DeNA・今永 球団52年ぶりノーノー達成 復帰から登板日は5戦5勝
「日本ハム0-2DeNA」(7日、札幌ドーム)
DeNAの今永昇太投手(28)が日本ハム1回戦で、史上85人目(通算96度目)のノーヒットノーランを達成した。許した走者は二回2死から清宮に与えた四球のみ。4月に完全試合を達成したロッテ・佐々木朗、5月に無安打無得点試合を達成したソフトバンク・東浜に続き、今季3人目の快挙達成となった。
最後の打者を打ち取って快挙を達成した瞬間も、今永の表情は変わらなかった。ナインがマウンドに集まっても、記念の花束を渡されても。今永の流儀でマウンドをきれいにならしてからナインとタッチ。「本当に達成できてホッとしましたし、まずは勝てて良かったなと思います」とお立ち台でようやく少し表情が和らいだ。
力のこもった117球だった。四球を許した二回2死以降、22人をぴしゃり。八回2死で谷内を二ゴロに打ち取り「球場がワーってなった。ちょっとこれは意識した方がいいな」と、変わりゆく雰囲気を存分に味わった。

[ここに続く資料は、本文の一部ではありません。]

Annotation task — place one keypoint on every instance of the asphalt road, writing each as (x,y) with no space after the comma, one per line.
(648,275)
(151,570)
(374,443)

そして九回、球威も落とさず淡々と試合を締めくくった。表情が変わらなかったのは「そこまで深い意味はないが、ここは僕たちのホームではないので、あまり大喜びしてもな」と敵地への敬意も含まれていた。
決して平たんな道のりではなかった。今春キャンプは左前腕の肉離れで離脱。復帰してからチームは登板日に5戦5勝。だが、まだ物足りない。欲しいのは絶対的な存在感だ。
今永は理想とする選手の名を挙げた。「阪神の青柳選手は良い例。やっぱりああいう存在にならないとダメ」。敵ではあるが「同級生なので、会うと話す。オールスターでも、色んな話を聞いた。長いイニングを投げるので、僕の憧れの存在です」。尊敬する選手がいるのも、左腕の成長につながっている。
球団では52年ぶりの快挙に三浦監督は「一番目立ったよね。最高の投球をしてくれた」と興奮を隠しきれなかった。
この1試合で終わらない。「こういう投球を期待させることができる、みんなに想像してもらえるような、そんなスケールの大きな投手になりたい」と今永。北の大地で背番号21が歴史に名を刻み、ここから絶対的エースに駆け上がっていく。
◆ノーヒットノーランは球団52年ぶり4人目 球団では大洋時代の70年6月9日・鬼頭洋がヤクルト戦で記録して以来52年ぶり。残りの2投手は、島田源太郎で60年8月11日・阪神とのダブルヘッダー1試合目(川崎)、佐々木吉郎で66年5月1日・広島とのダブルヘッダー2試合目(広島)。
◆今永昇太(いまなが・しょうた)1993年9月1日生まれ、28歳。福岡県出身。178センチ、83キロ。左投げ左打ち。投手。北筑から駒大を経て、15年度ドラフト1位でDeNA入団。16年3月29日・巨人戦(横浜)でプロ初登板。17年に11勝、19年に13勝で2桁勝利をマーク。19年はプレミア12で日本代表に選ばれ世界一に貢献。